Kristersson betonte gleichzeitig: "Die Türkei hat bestätigt, dass wir getan haben, was wir ihnen versprochen haben." Er sei weiterhin davon überzeugt, dass die Türkei einem Beitritt Schwedens zustimmen werde, so der schwedische Regierungschef. "Wir wissen nur nicht wann."

Raketenabwehr und Luftpatrouillen

Als Mitglied des Verteidigungsbündnisses sei Schweden unter anderem bereit, sich an der gemeinsamen Raketenabwehr der NATO sowie an Luftpatrouillen über dem Baltikum, dem Schwarzen Meer und Island zu beteiligen, sagte Kristersson in seiner Rede.

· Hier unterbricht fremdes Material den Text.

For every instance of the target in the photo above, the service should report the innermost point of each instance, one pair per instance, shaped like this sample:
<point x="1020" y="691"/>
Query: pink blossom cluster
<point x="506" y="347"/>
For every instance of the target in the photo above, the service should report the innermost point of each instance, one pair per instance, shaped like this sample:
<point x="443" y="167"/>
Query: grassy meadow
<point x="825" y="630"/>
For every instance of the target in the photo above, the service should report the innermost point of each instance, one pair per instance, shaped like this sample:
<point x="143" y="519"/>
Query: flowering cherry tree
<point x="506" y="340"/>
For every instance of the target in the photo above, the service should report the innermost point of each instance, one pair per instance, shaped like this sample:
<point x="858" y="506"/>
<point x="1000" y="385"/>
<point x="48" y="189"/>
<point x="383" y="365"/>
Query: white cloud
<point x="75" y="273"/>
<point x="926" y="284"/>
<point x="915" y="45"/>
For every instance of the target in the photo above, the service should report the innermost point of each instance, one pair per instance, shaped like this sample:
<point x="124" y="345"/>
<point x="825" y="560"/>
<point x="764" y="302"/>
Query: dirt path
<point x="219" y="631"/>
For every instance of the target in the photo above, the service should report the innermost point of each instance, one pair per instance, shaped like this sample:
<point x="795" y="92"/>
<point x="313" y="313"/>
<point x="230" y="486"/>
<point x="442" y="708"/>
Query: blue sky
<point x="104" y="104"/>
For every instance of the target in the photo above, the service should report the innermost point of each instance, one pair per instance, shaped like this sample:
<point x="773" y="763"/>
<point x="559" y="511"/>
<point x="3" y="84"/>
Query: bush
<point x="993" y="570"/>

NATO-Generalsekretär Stoltenberg rechnet mit einem Beitritt der beiden bisher neutralen nordischen Staaten zum Verteidigungsbündnis schon in diesem Jahr. Er erwarte, dass der Beitritt der beiden Länder 2023 erfolgen werde, sagte Stoltenberg am Sonntag der Nachrichtenagentur AFP. Auf ein genaues Datum wolle er sich aber nicht festlegen, da noch die "souveräne Entscheidung" des türkischen und des ungarischen Parlaments zur Aufnahme Schwedens und Finnlands in die NATO ausstehe.

"Bester Freund und Partner"

 

Finnland und Schweden hätten sich "eindeutig zu einer langfristigen Zusammenarbeit mit der Türkei verpflichtet", sagte Stoltenberg bei der Sicherheitskonferenz in Sälen. Daher sei nun "die Zeit gekommen, um den Beitrittsprozess zum Abschluss zu bringen und das Beitrittsprotokoll zu ratifizieren".

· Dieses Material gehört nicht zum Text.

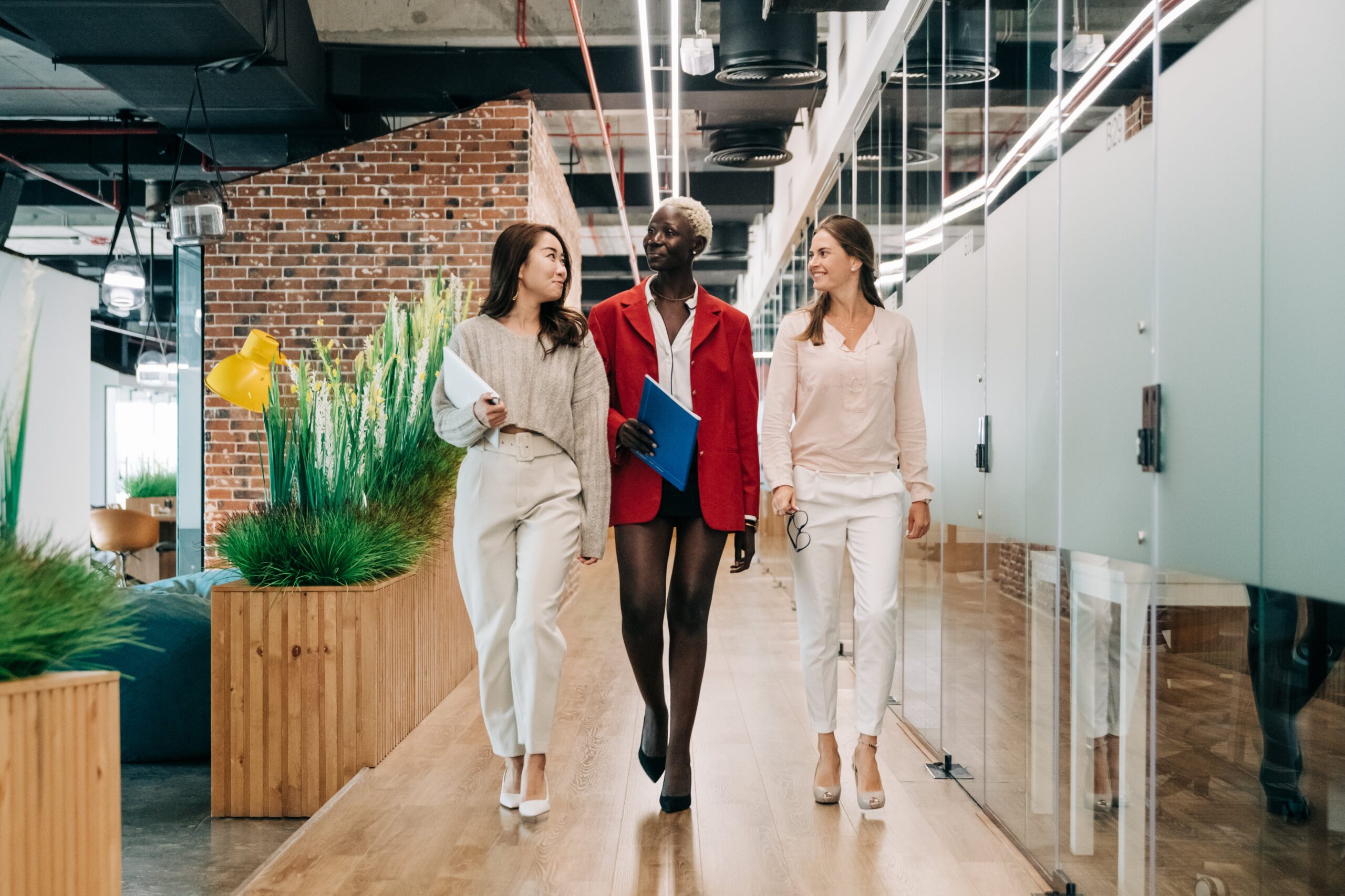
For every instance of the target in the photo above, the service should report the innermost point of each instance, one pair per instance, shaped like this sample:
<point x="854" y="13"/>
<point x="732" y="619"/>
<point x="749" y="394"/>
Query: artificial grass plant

Schweden und Finnland hatten im Zuge des russischen Angriffskriegs gegen die Ukraine im Mai 2022 Anträge auf eine NATO-Mitgliedschaft gestellt. Finnlands Außenminister Pekka Haavisto sagte bei der Sicherheitskonferenz in Sälen, man werde auf Schweden warten. "Wir haben die NATO-Bewerbung gemeinsam eingereicht, wir werden das Verfahren auch gemeinsam zum Abschluss bringen", erklärte Haavisto. "Schweden ist unser bester Freund und Partner. Es wäre auch nicht in Finnlands Interesse, sich ohne Schweden anzuschließen." Schweden und Finnland bildeten gemeinsame eine militärstrategische Einheit.